Search code examples
postgresqltimescaledb

What is space partitioning and dimensions in TimesclaleDB


I am new to the Timescale database. I was learning about chunks and how to create chunks based on time.
But there is another time/space chunking which is confusing me a lot.

  1. What is a "dimension" in a timescale DB?
  2. What is "space" chunking and how does it work?

Solution

  • A dimension in TimescaleDB is associated with a column. Each hypertable requires to define at least a time dimension, which is a time column for the time series. Then a hypertable is divided into chunks, where each chunk contains data for a time interval of the time dimension. As result all new data usually arrives into the latets chunk, while other chunks contain older data.

    Then, it is possible to define space dimensions on other columns, for example device column or/and location column. No interval is defined for space dimensions, instead a number of partitions is defined. So for the same time interval, several chunks will be created, which is equivalent to the number of partitions. Data are distributed by a hashing function on the values of the space dimension. For example, if 3 partitions are defined for a space dimension on device column and 12 different device values were present in the data, each space chunk will contain 4 different values with a hash function uniformly distributing the values.
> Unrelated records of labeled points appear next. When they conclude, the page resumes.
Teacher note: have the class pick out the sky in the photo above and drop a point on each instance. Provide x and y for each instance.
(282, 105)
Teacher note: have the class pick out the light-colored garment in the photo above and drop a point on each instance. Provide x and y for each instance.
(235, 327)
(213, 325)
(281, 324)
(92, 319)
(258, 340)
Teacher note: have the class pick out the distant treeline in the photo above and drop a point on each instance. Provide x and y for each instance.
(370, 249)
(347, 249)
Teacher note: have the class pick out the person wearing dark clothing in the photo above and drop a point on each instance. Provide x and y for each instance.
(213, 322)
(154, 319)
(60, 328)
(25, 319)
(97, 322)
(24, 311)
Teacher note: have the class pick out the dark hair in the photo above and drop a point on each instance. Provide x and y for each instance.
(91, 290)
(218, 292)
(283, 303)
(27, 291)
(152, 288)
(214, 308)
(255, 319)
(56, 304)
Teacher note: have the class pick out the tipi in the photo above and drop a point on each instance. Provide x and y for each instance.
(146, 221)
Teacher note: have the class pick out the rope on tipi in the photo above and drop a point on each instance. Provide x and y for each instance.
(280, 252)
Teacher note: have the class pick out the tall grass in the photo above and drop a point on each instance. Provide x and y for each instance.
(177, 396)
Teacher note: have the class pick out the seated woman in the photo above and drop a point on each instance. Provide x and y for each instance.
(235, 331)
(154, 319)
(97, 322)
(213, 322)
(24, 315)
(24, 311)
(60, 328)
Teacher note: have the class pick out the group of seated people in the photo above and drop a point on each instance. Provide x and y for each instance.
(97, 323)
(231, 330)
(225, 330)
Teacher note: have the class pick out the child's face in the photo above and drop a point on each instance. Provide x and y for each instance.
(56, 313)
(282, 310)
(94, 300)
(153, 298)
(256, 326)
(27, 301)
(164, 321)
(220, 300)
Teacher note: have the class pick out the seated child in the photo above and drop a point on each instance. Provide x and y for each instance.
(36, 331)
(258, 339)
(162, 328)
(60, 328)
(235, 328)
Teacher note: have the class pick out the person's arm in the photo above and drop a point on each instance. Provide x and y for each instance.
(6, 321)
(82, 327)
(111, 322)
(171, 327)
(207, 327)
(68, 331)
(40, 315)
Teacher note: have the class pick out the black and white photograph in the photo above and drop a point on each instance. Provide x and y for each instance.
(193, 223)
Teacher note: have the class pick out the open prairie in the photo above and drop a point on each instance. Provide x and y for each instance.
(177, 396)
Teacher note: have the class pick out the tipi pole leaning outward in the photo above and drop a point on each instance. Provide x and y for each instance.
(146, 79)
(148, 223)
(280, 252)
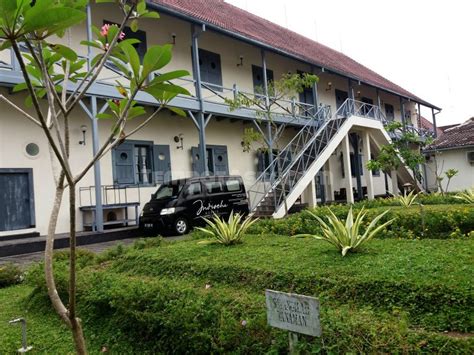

    Space dimensions are specifically useful for parallel I/O, when data are stored on several disks. Another scenario is multinode, i.e., distributed version of hypertable (beta feature, which coming to release in 2.0).

    There are some complex usage cases when space partitioning will be also helpful.

    You can read more in add_dimension docs, cloud KB about space partitioning

    A note in the doc:

    Supporting more than one additional dimension is currently experimental.